Iran’s dotar instrument wins world heritage status
TEHRAN – Iran’s traditional skills of crafting and playing the dotar won world heritage status on Thursday, joining UNESCO’s culture list as one of the most prominent social and cultural components of the folkloric music of the nation.
UNESCO accepted traditional skills of crafting and playing the dotar on the world body’s list of the Intangible Cultural Heritage of Humanity, Iran’s tourism minister Ali-Asghar Mounesan said, CHTN reported.
The inscription took place during the annual meeting of the Intergovernmental Committee for the Safeguarding the Intangible Cultural Heritage, which was held in the Colombian capital of Bogota.
Dotar (meaning “two strings” in Persian) is a folkloric plucked musical instrument with a pear-shaped bow crafted with dried wood or mulberry tree, a neck made of apricot or walnut wood, and two strings. Some believe one string is male and functions as the accord, while the other is female, playing the main melody. Performers play the dotar on important social and cultural occasions such as weddings, parties, celebrations and ritual ceremonies. Bearers and practitioners are mostly farmers, including male crafters and players and female players.
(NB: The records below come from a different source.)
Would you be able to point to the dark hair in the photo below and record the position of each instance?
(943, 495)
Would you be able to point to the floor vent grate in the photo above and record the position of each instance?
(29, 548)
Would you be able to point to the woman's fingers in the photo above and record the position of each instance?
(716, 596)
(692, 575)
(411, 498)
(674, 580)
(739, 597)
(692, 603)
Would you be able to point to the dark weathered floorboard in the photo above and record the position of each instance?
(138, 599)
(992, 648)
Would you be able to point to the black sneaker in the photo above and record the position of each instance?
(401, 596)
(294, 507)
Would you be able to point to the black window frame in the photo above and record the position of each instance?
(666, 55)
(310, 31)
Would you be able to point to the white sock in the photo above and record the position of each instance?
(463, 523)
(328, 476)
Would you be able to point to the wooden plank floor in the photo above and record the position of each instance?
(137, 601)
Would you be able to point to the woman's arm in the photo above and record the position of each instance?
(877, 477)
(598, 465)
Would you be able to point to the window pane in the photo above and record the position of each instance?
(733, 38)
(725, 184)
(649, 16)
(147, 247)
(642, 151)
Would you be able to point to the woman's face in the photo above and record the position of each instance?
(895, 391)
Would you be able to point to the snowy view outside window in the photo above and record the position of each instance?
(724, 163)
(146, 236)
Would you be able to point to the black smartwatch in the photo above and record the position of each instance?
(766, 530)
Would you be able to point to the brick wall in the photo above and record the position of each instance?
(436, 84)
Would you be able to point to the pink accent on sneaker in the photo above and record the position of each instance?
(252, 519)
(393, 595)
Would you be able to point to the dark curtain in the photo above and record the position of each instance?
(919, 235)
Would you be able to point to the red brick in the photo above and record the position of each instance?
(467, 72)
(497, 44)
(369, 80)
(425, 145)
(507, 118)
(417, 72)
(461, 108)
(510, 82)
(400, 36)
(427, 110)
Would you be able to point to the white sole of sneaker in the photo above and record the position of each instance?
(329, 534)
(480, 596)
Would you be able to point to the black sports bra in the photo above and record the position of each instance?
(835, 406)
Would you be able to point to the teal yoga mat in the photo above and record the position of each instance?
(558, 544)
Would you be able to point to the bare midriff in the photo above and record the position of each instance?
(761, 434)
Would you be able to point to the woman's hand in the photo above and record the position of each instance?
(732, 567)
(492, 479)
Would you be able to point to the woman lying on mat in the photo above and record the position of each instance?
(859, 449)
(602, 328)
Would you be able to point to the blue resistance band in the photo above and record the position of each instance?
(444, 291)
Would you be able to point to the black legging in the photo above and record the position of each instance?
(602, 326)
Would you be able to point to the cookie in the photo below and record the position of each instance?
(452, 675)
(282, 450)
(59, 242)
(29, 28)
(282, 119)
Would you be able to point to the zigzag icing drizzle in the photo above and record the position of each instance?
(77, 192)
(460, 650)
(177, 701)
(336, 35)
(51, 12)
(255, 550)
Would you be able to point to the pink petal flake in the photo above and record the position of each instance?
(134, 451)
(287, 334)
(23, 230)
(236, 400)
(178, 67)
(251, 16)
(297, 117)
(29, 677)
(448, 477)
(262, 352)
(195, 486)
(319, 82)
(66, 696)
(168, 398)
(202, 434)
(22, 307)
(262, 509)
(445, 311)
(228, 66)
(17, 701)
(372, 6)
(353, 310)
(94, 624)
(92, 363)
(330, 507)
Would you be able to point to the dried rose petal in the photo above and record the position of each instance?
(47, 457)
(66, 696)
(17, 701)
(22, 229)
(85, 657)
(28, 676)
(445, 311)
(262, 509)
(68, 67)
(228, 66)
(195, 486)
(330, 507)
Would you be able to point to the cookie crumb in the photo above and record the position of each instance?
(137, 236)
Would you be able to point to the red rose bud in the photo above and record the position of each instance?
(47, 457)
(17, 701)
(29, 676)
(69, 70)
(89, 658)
In recent decades, it has also been played in local, regional, national and international festivals. While playing, the players recount epic, historical, lyric, moral and gnostic narrations that are central to their ethnic history, pride and identity.
According to the UN cultural body, traditional knowledge relating to crafting and playing the dotar is passed on informally through the master-student method, and the element is also present in local oral and written literature, which reflects the history and background of the bearers. The element fosters peaceful co-existence, mutual respect and understanding both among different communities and with neighboring countries.